Custom entity extraction from natural language

I’m working on a project that requires me to extract custom entities from a sentence. The entities are triplets

For example, if the sentence is: “How many more than 20 years old male users viewed a page or logged in in the last 30 days?” The entities are:

<gender, equals, male>,
<age, greater than, 20>,
<event_name, equals, view page>,
<event_name, equals, login>,
<event_timestamp, greater than, 30 days>

The first element of each entity (triplet) comes from the list of columns. The second element is inferred from context (nature of the operator if it’s a single value or array to compare with). The third element is also inferred from the context and must belong to the chosen column (first element).

The user will give a list of columns and all the values inside each column.

Is it possible to first check all the columns that are available, choose one and view their unique values. Once you get it, either choose that column (first element) and value (third element) or look again and repeat these steps. An agent can be designed around this but I’m unable to find proper prompts and iteration techniques to do this.

Any help on this would be great!

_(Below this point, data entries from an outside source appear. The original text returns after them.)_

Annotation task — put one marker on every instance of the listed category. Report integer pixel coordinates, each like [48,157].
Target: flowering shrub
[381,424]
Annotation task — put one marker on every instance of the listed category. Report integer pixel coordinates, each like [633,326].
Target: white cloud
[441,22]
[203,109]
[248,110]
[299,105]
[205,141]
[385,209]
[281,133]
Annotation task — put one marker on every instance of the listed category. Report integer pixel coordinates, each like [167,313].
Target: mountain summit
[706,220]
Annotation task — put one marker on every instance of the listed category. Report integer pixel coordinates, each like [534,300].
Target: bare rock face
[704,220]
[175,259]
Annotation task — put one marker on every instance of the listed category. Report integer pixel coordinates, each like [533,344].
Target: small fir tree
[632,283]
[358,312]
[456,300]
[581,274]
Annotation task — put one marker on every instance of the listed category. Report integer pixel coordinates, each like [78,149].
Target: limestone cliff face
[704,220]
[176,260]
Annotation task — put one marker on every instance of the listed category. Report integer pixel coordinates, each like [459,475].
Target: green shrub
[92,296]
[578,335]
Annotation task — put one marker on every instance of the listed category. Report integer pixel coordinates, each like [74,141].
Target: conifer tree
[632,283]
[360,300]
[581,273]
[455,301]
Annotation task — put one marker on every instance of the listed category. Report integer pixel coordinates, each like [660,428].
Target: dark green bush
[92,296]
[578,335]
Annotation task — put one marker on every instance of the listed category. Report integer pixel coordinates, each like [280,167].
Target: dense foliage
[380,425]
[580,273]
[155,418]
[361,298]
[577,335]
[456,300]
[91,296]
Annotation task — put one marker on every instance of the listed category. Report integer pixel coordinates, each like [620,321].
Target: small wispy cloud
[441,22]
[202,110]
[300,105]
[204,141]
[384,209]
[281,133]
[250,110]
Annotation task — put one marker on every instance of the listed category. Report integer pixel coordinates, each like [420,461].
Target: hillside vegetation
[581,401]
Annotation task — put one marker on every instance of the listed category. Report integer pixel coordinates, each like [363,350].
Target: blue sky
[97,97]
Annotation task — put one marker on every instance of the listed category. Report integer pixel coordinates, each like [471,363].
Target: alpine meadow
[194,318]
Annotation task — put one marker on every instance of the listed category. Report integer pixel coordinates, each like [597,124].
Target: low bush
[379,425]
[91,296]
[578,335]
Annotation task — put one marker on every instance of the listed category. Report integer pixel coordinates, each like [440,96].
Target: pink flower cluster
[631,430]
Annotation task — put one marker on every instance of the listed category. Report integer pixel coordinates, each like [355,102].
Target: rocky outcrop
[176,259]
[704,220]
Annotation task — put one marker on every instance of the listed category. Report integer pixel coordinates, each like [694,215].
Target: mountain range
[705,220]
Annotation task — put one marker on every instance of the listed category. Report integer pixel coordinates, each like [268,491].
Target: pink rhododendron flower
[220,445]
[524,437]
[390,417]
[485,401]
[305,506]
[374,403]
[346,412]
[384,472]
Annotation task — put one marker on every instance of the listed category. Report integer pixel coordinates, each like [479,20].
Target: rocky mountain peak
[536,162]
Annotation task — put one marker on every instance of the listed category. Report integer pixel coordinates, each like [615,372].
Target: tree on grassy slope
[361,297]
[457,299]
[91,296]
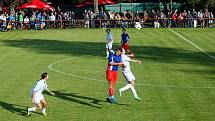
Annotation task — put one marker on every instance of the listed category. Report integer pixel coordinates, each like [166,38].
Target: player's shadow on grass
[77,99]
[13,108]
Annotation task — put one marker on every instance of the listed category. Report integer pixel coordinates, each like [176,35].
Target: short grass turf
[176,81]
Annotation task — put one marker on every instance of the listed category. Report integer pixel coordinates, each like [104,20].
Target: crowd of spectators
[61,19]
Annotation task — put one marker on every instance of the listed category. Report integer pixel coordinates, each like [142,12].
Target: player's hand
[139,62]
[53,94]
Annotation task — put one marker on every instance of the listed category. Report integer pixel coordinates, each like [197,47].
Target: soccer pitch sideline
[176,80]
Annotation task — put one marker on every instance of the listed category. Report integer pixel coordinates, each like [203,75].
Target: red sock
[111,91]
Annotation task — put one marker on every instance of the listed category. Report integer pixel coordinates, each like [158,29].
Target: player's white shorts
[128,75]
[38,98]
[109,45]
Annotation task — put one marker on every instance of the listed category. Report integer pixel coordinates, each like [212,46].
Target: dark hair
[44,75]
[107,30]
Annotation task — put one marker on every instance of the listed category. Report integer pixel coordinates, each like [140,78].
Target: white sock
[107,53]
[125,87]
[134,91]
[43,110]
[32,109]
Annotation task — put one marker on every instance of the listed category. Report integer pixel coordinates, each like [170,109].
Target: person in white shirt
[37,96]
[128,74]
[109,42]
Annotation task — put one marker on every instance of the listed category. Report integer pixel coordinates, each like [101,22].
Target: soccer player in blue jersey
[125,40]
[114,60]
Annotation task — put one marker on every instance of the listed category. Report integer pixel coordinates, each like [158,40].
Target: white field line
[192,43]
[50,66]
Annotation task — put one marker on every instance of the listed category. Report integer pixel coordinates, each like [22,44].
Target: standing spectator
[211,17]
[174,18]
[180,20]
[86,19]
[206,17]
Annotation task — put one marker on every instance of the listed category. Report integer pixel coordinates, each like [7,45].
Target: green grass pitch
[176,80]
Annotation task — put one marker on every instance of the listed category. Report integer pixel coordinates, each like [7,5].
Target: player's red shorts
[111,76]
[125,46]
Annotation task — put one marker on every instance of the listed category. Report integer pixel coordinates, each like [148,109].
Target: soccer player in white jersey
[37,96]
[128,74]
[109,42]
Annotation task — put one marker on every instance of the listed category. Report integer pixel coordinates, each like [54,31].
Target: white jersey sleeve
[38,86]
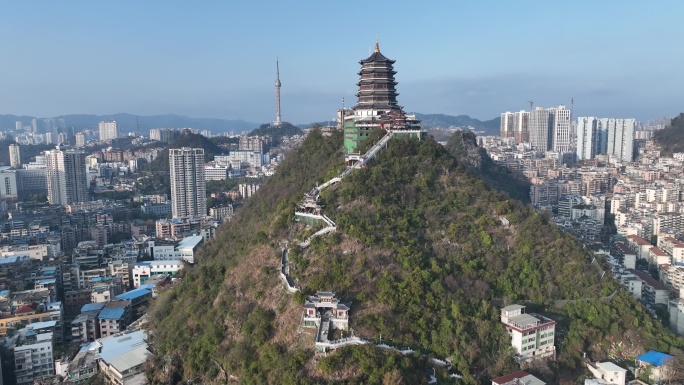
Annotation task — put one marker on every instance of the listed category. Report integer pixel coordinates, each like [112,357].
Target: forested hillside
[422,254]
[671,138]
[187,139]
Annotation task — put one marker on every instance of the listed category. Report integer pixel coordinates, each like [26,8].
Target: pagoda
[376,106]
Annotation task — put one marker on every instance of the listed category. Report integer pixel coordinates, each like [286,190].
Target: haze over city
[218,59]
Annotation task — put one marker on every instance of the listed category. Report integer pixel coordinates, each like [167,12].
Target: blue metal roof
[111,313]
[92,306]
[655,358]
[133,294]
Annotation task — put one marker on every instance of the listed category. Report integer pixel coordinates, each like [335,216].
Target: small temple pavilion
[323,308]
[376,107]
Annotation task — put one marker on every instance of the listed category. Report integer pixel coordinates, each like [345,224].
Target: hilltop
[489,127]
[422,254]
[137,123]
[671,138]
[187,139]
[276,132]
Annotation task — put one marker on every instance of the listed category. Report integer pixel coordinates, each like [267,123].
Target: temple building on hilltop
[376,107]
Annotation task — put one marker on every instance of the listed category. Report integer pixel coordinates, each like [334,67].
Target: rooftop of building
[623,248]
[655,358]
[638,240]
[511,308]
[160,263]
[658,252]
[657,285]
[609,367]
[522,377]
[189,242]
[141,291]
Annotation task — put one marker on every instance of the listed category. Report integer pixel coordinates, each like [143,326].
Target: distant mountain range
[138,123]
[490,127]
[142,124]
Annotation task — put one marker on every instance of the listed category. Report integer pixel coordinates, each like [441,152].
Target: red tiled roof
[624,248]
[658,252]
[648,279]
[510,377]
[638,240]
[25,309]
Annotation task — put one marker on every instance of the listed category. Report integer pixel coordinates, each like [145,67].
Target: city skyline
[217,60]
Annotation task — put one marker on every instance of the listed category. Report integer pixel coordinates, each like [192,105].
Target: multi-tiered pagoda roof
[377,86]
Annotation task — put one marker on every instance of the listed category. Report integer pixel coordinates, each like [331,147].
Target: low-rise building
[608,372]
[123,356]
[187,247]
[653,291]
[222,212]
[33,353]
[627,254]
[658,257]
[639,245]
[518,378]
[532,335]
[144,270]
[114,317]
[658,364]
[85,327]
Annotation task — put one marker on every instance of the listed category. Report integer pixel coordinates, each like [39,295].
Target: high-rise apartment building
[507,125]
[15,155]
[109,130]
[521,121]
[614,137]
[188,185]
[562,140]
[80,139]
[620,143]
[67,178]
[540,129]
[589,138]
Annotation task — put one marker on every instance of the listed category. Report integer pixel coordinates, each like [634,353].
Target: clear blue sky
[217,58]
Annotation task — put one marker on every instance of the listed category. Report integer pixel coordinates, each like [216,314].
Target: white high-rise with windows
[15,156]
[109,129]
[540,129]
[620,143]
[562,140]
[589,138]
[188,184]
[67,176]
[507,125]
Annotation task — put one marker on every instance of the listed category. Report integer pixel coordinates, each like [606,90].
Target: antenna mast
[278,122]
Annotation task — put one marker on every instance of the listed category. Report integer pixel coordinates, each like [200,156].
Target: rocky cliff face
[463,146]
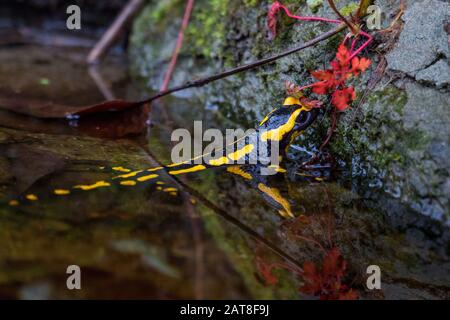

I’m using langchain for this but using any other approach is fine too.

To be honest I would not rely on a model for that.
You can use it to restructure your data e.g. if the data is not present in a structured way you prompt the model to give you the data you want.

e.g. find all persons in the following short story and give me all their informations

/—
[shortstory]
/—

create a json in the following format: {‘persons’: [{‘name’:…

Then validate the result. First check if it is json, then check the data with regular expressions and then throw it into a relational database.

And from there you get everything you need with database queries.

You can use the model to create a SQL query for you to achieve that.

This way you can even analyse unlimited amounts of data.